Marie-Laure lives with her father in Paris near the Museum of Natural History, where he works as the master of its thousands of locks. When she is six, Marie-Laure goes blind and her father builds a perfect miniature of their neighborhood so she can memorize it by touch and navigate her way home. When she is twelve, the Nazis occupy Paris and father and daughter flee to the walled citadel of Saint-Malo, where Marie-Laure’s reclusive great-uncle lives in a tall house by the sea. With them they carry what might be the museum’s most valuable and dangerous jewel.
In a mining town in Germany, the orphan Werner grows up with his younger sister, enchanted by a crude radio they find. Werner becomes an expert at building and fixing these crucial new instruments, a talent that wins him a place at a brutal academy for Hitler Youth, then a special assignment to track the resistance. More and more aware of the human cost of his intelligence, Werner travels through the heart of the war and, finally, into Saint-Malo, where his story and Marie-Laure’s converge.
My thoughts:
If I had to give a short and personal
description of this story I’d say it is a beautiful description of the horror
and futility of war. All the Light We Cannot See
describes events during the Second World War as experienced by two youngsters,
on opposite sides of the conflict, who are victims of the times they live in.
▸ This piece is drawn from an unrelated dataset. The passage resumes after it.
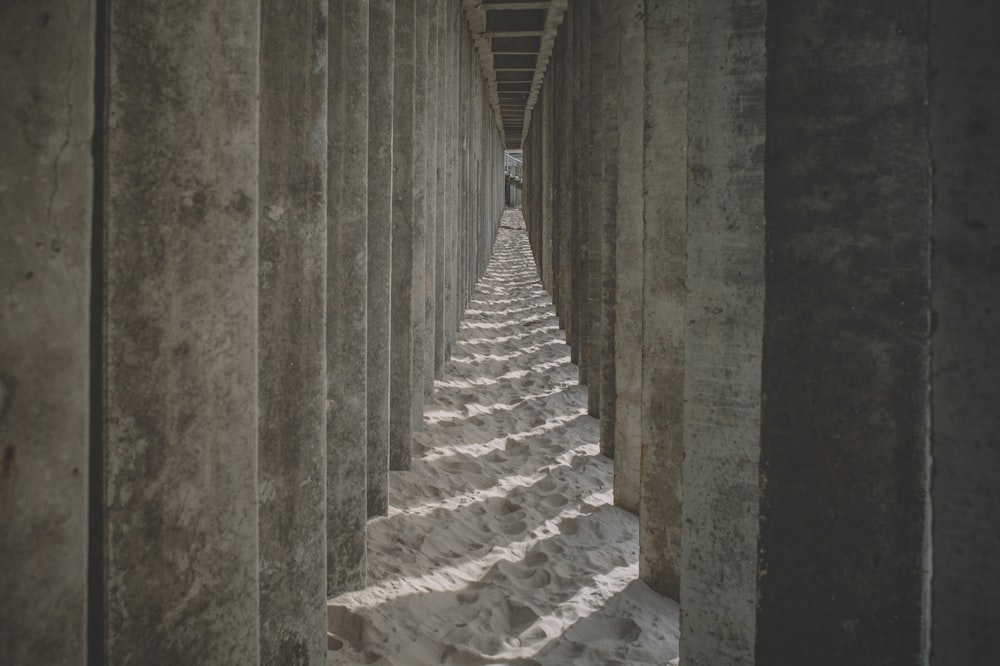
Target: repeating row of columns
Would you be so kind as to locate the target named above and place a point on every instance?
(238, 238)
(796, 236)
Neither of them is in a place or position to influence the events shaping their
lives and future and both are forced to endure horrors not of their own making.
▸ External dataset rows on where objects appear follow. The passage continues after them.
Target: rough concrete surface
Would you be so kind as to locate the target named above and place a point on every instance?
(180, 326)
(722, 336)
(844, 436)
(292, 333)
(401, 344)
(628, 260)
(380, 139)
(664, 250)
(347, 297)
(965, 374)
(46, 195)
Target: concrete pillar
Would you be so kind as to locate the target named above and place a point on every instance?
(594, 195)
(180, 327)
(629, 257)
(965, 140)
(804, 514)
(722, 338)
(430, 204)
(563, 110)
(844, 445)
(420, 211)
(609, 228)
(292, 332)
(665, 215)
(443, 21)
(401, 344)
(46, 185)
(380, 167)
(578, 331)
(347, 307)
Which is of course exactly what war does to most people who have to try and
live through one.
And yet, nothing in this book is presented as
shocking. The language used is understated and descriptive, as if the events we
are shown are only objective truths about a situation outside of ourselves.
Emotions seem to live just underneath the surface of this story. Of course it was
exactly this perceived distance between the story and the reader which drew me
in, which forced me to think long and hard, and which ensured that the story reverberated
inside me long after I had put the book down. On numerous occasions the
feelings didn’t hit me immediately upon reading certain scenes but rather after
I’d lived with the development for a while, as if they had to stew inside me
first before they erupted into their full power.
Communication was for me (one of) the major
motive(s) in this story. Because Marie-Laure is blind she depends on communication
more than a sighted person would. Werner’s knack for radios means he can learn
about the world and science in an environment which otherwise doesn’t provide
him with many opportunities to broaden his horizons. Radio broadcasts establish
a connection between these two long before they are aware of the other’s
existence and are also what bring them together eventually. It is the power of
words and the need to both hear and be heard,
which resonated strongest with me while reading this book.
This
book did remind me of The Book Thief by Markus Zusak, which happens to be one
of my favourite books ever. The similarities are more in the nuances than in
the actual story though. The feeling the story left me with was reminiscent of
the emotions I felt after finishing The Book Thief. I guess what it boils down
to is that the cruelty of war is even more blatant when you see the conflict
through the eyes of children who are ill equipped to understand the situation
they find themselves in and even less prepared to deal with it.
Overall
this was a highly imaginative, intriguing, and thought-provoking read. The
story is told in such a way that it feels gentle even while what actually
happens on the page slowly breaks your heart. Beauty and horror are depicted
side by side in such a way that they occasionally bleed into each other. This
is a book that will stay with me for a long time to come.